Only about 700 of those people are victims of building collapses. Many others are lost to the 1,600 fires burning across the region — too many for firefighters to tackle at once.
A team of about 300 scientists, governments, first responders and industries worked for more than a year to create a realistic crisis scenario that can be used for preparedness, including a statewide drill planned later this year. Published by the U.S. Geological Survey (USGS) and California Geological Survey, it is to be released today at a House Natural Resources subcommittee on energy and mineral resources meeting in Washington.
Researchers caution that it is not a prediction, but the possibility of a major California quake in the next few decades is very real.
Last month, the USGS reported that the Golden State has a 46 percent chance of a 7.5 or larger quake in the next 30 years and that such a quake probably would hit Southern California. The Northridge quake, which killed 72 people and caused $25 billion in damage, was much smaller at magnitude 6.7.
"We cannot keep on planning for Northridge," said USGS seismologist Lucy Jones. "The science tells that it's not the worst we're going to face."

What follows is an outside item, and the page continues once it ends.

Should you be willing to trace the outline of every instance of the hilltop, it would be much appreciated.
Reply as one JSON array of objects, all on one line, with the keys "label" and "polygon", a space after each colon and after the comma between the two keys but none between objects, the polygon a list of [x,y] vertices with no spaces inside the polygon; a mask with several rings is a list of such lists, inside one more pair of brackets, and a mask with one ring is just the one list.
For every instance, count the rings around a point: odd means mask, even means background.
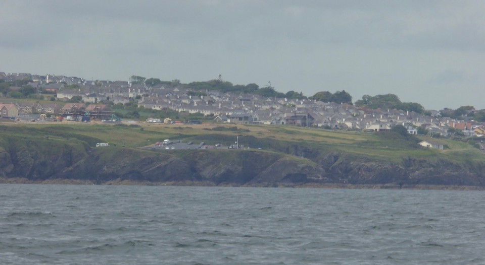
[{"label": "hilltop", "polygon": [[[167,150],[164,139],[243,149]],[[485,156],[465,142],[262,125],[0,125],[0,181],[237,186],[482,188]],[[96,143],[110,146],[94,147]],[[249,147],[249,149],[247,147]]]}]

USGS geophysicist Kenneth Hudnut said scientists wanted to create a plausible narrative and avoided science fiction like the 2004 TV miniseries "10.5" about an Armageddon quake on the West Coast.
"We didn't want to stretch credibility," Mr. Hudnut said. "We didn't want to make it a worst-case scenario, but one that would have major consequences."
The figures are based on the assumption that the state takes no continued action to retrofit flimsy buildings or update emergency plans. The projected loss is far less than the magnitude-7.9 killer that caused more than 40,000 deaths last week in western China, in part because California has stricter building code enforcement and retrofit programs.
The scenario is focused on the San Andreas Fault, the 800-mile boundary where the Pacific and North American plates grind against each other. The fault is the source of some of the largest earthquakes in state history, including the monstrous magnitude-7.8 quake that reduced San Francisco to ashes and killed 3,000 people in 1906.